Credo da Civilização do Amor Cremos que nosso DEUS nos chamou a viver na América Latina para construir seu Reino. Cremos que todos os HABITANTES DESTA TERRA têm direito a viver com dignidade, com justiça, com paz e liberdade. Cremos que todos os CRISTOS CRUCIFICADOS da América se levantarão ressuscitados e gloriosos pela solidariedade entre os povos. Cremos que podemos VIVER EM COMUNHÃO sem violência, sem guerras e sem opressão. Cremos que os POBRES, os indígenas, as crianças e os tristes são preferencialmente amados pelo Pai, e, por isso, nos declaramos irmãos deles. Cremos que cada FAMÍLIA de nossa terra necessita viver na fidelidade e na ternura. Cremos que os JOVENS americanos não podem viver passivamente suas horas e seus dias, mas devem ser os primeiros cidadãos dessa nova civilização. Cremos que uma PÁTRIA GRANDE é possível entre nós, Povos do Caribe, do Atlântico e do Pacífico, de modo que nossas fronteiras não sejam muralhas que os dividem, mas linhas de encontro fraternal. Cremos que o ESPÍRITO DE DEUS anima a Santa Igreja, que, como um grande Povo de libertação, peregrina no continente. Cremos que MARIA, Mãe de Jesus, nos protege com carinho ao longo de nossa história. Ela nos impulsiona a partilhar o pão com os famintos, e a levantar do pó os humildes. Cremos ardentemente num céu novo e numa terra nova. E pedimos com insistência que a civilização do amor seja muito em breve realidade entre nós. Amém.

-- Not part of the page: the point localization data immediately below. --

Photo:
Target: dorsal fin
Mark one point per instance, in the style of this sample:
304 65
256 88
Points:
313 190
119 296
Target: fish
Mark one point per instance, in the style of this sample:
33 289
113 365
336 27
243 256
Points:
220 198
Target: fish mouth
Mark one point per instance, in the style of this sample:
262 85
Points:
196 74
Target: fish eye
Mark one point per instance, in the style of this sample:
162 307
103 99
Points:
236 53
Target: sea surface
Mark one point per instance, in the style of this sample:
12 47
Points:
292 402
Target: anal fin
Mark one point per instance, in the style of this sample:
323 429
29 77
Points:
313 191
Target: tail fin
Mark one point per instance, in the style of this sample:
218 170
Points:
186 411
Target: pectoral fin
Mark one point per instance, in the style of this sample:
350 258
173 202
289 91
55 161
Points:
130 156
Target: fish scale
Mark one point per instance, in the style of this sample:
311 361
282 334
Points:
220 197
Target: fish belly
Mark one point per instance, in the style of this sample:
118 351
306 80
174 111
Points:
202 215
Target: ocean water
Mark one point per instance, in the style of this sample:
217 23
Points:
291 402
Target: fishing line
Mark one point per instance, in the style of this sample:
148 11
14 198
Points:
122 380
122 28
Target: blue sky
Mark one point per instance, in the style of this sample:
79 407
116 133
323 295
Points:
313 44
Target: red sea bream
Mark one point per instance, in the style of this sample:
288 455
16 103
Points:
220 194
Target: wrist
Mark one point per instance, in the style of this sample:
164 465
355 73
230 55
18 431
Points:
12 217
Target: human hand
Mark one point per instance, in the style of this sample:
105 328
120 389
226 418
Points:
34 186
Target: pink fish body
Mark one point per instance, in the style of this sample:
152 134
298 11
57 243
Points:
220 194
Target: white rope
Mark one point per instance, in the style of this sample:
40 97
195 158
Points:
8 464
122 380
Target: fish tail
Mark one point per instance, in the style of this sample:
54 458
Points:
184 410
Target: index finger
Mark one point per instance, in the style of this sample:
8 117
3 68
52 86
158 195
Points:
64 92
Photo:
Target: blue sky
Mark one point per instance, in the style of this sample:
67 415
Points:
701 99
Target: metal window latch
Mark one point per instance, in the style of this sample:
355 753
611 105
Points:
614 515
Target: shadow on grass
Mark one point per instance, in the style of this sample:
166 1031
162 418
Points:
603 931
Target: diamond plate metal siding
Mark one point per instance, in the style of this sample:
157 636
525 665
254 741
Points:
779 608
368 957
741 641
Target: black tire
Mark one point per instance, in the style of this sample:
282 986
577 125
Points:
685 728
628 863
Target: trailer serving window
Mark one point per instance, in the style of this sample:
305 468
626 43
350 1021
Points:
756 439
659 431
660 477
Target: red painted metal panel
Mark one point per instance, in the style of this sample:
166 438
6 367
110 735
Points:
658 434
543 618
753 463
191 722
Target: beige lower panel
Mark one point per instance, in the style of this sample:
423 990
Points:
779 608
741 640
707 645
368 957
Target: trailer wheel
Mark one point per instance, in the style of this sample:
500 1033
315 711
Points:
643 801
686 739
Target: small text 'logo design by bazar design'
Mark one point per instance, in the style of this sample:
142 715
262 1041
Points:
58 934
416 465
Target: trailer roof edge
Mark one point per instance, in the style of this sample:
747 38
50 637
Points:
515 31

DECÁLOGO DA CIVILIZAÇÃO DO AMOR
1. Amo DEUS PAI e creio que ele conduz nossa história. 2. Amo o SENHOR JESUS CRISTO e, segundo seu estilo, quero viver entre meus irmãos. 3. Amo o ESPÍRITO SANTO e creio que ele anima o serviço da Igreja. 4. Amo o HOMEM da América Latina e busco promover seu direito a viver com diginidade. 5. Amo a VIDA e defendo-a contra todo tipo de violência. 6. Amo a VERDADE e quero proclamá-la em todas as minhas ações. 7. Amo a JUSTIÇA e quero instaurá-la em todos os ambientes. 8. Amo a LIBERDADE e luto contra toda forma de escravidão. 9. Amo a PAZ e busco a integração entre nossos povos. 10. Amo os POBRES e FRACOS e promovo, com eles, um mundo solidário.
E me comprometo a trabalhar, em minha vida pessoal, Em minha família e na sociedade, Pela construção da CIVILIZAÇÃO DO AMOR, Com a ajuda de Maria, Mãe e Senhora da América Latina.